Grafton: Princeton is a bright spot, but humanists are losing ground nationally

If the image of the scientist in popular culture is that of the absent-minded genius, Professor Anthony Grafton says, humanities professors are often portrayed as pompous, even lecherous, bores.

Grafton, the Henry Putnam University Professor of History, assessed the state of humanities education in America at a retreat last month at the Mountain Lakes House in Princeton that attracted more than 30 faculty members. Delivering the keynote remarks, Grafton cited a loss of the sense that those who teach the humanities have a mission to speak to the general public.

Although the University’s Council of the Humanities has long promoted community across academic disciplines, the retreat was a new initiative by philosophy professor Gideon Rosen, who chairs the council, to bring scholars together off-campus to discuss not only their particular academic specialties, but also their areas of shared interest.

“Lots of people [at Princeton] will say, ‘I’ve been here for 20 years and I know X is a famous historian, but I’ve never met him,’” Rosen explained. “Our hope was that people who are not normally thrown together would be able to talk.”

If their popular image is the bad news for humanists, the good news is that the number of students in the humanities, at Princeton and at other elite private universities, seems to be holding steady. “Humanistic education is very strong at Princeton, so far as I can see,” Grafton said, “thanks to our continued commitment to undergraduate education, the excellent quality of our undergraduates, and our continuing initiatives to attract even more students with interests in the arts. ... We send a disproportionate number of young people off after Princeton to careers in the arts and in humanistic scholarship.”
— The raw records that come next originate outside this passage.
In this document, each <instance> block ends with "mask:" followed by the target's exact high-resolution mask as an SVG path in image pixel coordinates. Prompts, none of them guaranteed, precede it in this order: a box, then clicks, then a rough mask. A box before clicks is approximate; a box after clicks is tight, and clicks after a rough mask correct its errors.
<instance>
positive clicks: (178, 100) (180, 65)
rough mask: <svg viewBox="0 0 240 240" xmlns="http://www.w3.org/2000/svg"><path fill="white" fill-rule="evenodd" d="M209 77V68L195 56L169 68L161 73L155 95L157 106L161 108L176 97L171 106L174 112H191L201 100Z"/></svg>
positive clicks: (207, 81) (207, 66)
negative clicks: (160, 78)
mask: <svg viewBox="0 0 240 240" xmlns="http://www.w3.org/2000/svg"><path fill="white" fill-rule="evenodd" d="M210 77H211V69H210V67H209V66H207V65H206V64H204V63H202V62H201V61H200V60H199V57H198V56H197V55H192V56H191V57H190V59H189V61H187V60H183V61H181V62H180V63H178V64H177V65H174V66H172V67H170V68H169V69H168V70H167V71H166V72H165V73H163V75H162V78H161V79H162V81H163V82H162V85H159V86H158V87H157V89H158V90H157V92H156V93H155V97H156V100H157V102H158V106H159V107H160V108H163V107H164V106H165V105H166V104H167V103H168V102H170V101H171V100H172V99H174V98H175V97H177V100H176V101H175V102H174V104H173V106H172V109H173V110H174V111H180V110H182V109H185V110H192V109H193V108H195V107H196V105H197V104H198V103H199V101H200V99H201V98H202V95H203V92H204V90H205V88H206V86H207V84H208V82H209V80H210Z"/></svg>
But at other universities, Grafton and Rosen said, the humanities are losing ground not only to the natural sciences, but to the performing arts. Viewed nationally, Grafton said, “We are genuinely shrinking, and like Alice we are not convinced that three inches high is the best way to be.”

As evidence of the diminished place of humanities education in American society, Grafton pointed out that the creation of the Council of the Humanities in 1953 was reported on the front page of The New York Times, something it is difficult to imagine happening today. The first Gauss Seminar in Criticism, in 1949, drew a number of intellectual luminaries from New York who knew each other’s works and were able to discuss them in a way that also engaged the broader public. “There was a ritual of shared reading,” Grafton said.

But engaging not only the public, but even one’s peers beyond a narrow academic subspecialty, is essential to the creation of a broader humanist, Grafton said. He decried the writing of poetry by those who do not think it important to have first read a lot of poetry, citing Edmund Wilson ’16 as a counter-example. Though Wilson was a wretched novelist, Grafton said, he was a better reviewer of fiction for having tried to write fiction himself.

In addition to Grafton’s introductory talk, the humanists had a chance to learn about each other’s academic disciplines. Professors Leigh Schmidt, chairman of the religion department; Leora Batnitzky, acting director of the Program in Judaic Studies; Stephen F. Teiser, acting director of the Program in East Asian Studies; and Robert Wuthnow, director of the Center for the Study of Religion, led a panel discussion that traced the history of religious education at Princeton and explored its continuing relevance on campus. Linguistics professor Adele Goldberg presented a paper on the existence of universal grammar. And Claudia L. Johnson, chairwoman of the English department, and associate professor Jeff Dolven read and led discussions of several short poems.

The first retreat was a success, Rosen said: “We’ll do this again next year.”